ViGent2/Docs/DevLogs/Day29.md

## 字幕同步修复 + 嘴型参数调优 + 视频流水线全面优化 + 预览背景修复 + CosyVoice 语气控制 (Day 29)

### 概述

本轮对视频生成流水线做全面审查优化：修复字幕与语音不同步问题（Whisper 时间戳平滑 + 原文节奏映射）、调优 LatentSync 嘴型参数、compose 流复制省去冗余重编码、FFmpeg 超时保护、全局并发限制、Redis 任务 TTL、临时文件清理、死代码移除。修复因前端域名迁移导致的样式预览背景 CORS 失效问题。
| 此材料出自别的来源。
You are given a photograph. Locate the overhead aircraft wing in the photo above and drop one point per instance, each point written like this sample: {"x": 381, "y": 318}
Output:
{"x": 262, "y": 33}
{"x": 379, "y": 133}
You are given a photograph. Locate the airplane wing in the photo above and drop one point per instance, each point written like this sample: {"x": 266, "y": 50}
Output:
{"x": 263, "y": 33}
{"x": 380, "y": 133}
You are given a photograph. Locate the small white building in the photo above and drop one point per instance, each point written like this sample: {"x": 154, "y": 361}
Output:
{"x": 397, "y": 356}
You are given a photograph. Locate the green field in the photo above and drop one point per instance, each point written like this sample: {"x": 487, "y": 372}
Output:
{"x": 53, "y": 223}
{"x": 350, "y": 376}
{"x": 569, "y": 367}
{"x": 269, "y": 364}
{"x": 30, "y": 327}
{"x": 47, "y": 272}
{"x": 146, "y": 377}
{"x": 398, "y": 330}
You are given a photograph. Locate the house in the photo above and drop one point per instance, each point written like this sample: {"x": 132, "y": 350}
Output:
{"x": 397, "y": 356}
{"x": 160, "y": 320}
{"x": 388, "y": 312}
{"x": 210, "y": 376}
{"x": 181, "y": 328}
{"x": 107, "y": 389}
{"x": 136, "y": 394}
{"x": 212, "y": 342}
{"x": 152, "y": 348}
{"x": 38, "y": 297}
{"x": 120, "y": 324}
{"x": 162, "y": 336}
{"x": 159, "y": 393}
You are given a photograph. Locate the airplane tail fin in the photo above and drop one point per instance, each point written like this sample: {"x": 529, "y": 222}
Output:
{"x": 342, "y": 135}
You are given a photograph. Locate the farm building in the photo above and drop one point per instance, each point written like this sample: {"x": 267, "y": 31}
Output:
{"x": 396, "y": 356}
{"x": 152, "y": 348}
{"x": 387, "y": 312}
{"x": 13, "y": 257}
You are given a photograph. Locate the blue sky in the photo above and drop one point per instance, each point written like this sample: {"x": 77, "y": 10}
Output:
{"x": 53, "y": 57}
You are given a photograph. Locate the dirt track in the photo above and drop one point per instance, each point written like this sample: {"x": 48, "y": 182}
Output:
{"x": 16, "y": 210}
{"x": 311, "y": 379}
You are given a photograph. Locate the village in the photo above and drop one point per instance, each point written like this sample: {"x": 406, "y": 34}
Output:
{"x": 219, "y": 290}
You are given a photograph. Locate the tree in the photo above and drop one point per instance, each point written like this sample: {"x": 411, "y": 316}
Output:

新增 CosyVoice 语气控制功能，声音克隆模式下支持开心/伤心/生气等情绪表达（基于 `inference_instruct2`）。

---

## ✅ 改动内容

### 1. 字幕同步修复（Whisper 时间戳 + 原文节奏映射）

- **问题**: 字幕高亮与语音不同步，表现为字幕超前/滞后、高亮跳空
- **根因**: Whisper 输出的逐字时间戳存在微小抖动（相邻字 end > 下一字 start），且字间间隙导致高亮"闪烁"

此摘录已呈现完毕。